独:Der Alte würfelt nicht.
『アリス。もう君とはお別れだから。次に出会うのは…成長した君だ』
『私、は…酷い事をしたの。許されない事を、あの子に、あの子に…あんな酷い事をッ!お願い離して、謝りに行かないといけないの。ごめんなさいって、そうじゃないと…ッ!!』
『駄目だよ。君は今日、ここを出ていくんだ。ブランシュ家に引き取られて、君は外の世界に出る。ここに留まってはいけない。君の世界が終わって、また君の世界が始まる。それはきっと…素敵なことだよ』
『でも正しい事ではなかったわ。私は間違っていた。

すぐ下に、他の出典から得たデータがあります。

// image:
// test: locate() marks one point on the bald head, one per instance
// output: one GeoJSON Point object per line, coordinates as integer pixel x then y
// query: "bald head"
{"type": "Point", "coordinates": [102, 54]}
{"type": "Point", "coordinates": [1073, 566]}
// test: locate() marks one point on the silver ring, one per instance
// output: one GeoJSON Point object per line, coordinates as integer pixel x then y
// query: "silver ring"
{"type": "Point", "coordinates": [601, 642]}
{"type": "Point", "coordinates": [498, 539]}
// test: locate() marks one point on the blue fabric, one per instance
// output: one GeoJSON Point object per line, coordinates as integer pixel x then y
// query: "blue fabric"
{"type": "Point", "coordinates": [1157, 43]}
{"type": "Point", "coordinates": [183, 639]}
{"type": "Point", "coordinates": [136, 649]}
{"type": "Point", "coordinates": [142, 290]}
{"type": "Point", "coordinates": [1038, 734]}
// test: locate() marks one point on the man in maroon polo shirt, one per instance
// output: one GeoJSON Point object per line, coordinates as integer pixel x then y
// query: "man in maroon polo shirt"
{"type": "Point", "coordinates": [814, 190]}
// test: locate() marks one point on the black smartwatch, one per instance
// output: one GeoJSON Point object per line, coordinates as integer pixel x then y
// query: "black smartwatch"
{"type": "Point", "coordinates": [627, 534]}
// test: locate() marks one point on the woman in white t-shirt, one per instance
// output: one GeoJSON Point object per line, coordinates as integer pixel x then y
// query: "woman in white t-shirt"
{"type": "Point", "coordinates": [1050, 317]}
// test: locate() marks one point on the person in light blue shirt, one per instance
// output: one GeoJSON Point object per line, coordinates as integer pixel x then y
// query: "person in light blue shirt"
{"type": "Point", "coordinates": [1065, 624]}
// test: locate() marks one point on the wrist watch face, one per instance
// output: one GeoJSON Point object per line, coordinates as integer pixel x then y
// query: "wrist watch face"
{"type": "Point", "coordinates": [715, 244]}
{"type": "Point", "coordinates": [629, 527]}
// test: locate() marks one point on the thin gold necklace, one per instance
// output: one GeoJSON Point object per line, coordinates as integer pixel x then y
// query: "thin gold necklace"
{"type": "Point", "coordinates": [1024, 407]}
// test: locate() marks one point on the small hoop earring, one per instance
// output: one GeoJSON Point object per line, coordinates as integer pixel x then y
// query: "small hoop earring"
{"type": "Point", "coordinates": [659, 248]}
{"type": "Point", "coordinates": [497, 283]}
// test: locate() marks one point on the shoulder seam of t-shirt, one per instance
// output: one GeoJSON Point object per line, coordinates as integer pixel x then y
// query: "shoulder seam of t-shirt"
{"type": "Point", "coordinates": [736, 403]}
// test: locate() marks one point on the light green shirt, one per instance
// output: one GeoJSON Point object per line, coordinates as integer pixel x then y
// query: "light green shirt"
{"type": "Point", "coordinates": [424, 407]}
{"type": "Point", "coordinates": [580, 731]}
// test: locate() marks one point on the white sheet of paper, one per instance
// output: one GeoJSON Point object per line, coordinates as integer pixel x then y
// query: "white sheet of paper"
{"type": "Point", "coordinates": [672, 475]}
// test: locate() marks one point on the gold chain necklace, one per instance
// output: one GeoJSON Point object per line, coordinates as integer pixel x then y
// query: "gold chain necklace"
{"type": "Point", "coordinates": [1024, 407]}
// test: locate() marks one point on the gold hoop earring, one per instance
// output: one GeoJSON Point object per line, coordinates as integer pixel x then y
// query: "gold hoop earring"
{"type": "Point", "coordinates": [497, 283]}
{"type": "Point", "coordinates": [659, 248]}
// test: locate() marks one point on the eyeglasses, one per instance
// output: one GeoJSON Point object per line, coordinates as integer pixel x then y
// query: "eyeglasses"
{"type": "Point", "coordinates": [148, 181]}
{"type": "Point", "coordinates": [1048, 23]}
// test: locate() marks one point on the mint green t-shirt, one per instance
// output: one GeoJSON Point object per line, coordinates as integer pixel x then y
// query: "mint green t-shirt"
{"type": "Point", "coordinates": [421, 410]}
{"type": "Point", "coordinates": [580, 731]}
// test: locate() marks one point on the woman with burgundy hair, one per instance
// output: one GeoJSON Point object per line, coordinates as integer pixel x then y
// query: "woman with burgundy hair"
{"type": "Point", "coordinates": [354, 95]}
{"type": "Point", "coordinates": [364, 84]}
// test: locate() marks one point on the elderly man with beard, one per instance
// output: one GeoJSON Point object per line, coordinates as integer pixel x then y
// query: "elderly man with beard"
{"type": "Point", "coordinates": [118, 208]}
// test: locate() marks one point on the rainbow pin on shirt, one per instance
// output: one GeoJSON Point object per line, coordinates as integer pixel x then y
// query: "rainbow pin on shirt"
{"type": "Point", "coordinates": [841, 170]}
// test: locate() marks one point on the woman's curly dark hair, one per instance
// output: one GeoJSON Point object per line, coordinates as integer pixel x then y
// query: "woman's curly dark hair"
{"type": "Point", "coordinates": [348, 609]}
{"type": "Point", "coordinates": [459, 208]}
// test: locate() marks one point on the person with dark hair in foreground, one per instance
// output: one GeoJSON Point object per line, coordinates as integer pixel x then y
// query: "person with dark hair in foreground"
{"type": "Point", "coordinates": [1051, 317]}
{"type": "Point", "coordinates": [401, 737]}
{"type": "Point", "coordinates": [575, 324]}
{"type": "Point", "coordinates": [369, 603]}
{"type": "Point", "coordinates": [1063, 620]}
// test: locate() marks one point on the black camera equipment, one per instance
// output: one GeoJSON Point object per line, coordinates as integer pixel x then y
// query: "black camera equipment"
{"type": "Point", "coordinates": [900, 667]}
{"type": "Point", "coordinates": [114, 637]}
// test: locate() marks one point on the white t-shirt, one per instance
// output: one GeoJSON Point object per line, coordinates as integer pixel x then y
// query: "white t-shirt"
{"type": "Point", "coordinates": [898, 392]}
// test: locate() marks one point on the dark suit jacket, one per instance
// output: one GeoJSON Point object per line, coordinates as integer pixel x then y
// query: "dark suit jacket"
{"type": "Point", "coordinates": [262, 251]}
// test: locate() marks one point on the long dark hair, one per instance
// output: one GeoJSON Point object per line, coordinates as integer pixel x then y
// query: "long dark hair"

私は…一体どうすれば…』
私の手首を掴む力が緩まり、その大きな手のひらが私の顎を掴んだ。
空に浮かんだ翡翠の瞳がその傍らに輝く太陽より眩しく見える。
頬を撫でる彼の髪が心地よく、差し込んだ指の間に髪を馴染ませる。
もう二度と、声も、髪も、手の平も…感じる事が叶わないなんて。
物理的ではない痛みは心の奥深い部分で、波紋を広げてしまう。
『…まさか、君の涙が見れるなんて。…どこか痛いの?』
『…痛み?違うわ…きっと太陽の光に当てられて、気分が悪くなっただけよ』
『はは…面白い事を言うね。…違うよ、その痛みはきっと違う所から来てるんだよ』
『違う…所』
逆光で彼の顔が見えなくなったと思えば、ほんの数秒だけの息が途切れる。
私より幾分か大きな手のひらが離れて、名残惜しく私の細い髪が張り付いた。
それを解こうともせず、彼は人差し指と中指で絡め取る。
今までこんな風に触れられたことなど無くて、私はどうしたらいいか分からなくなった。
混乱する私を尻目に、彼はいつものように優しい笑顔を与える。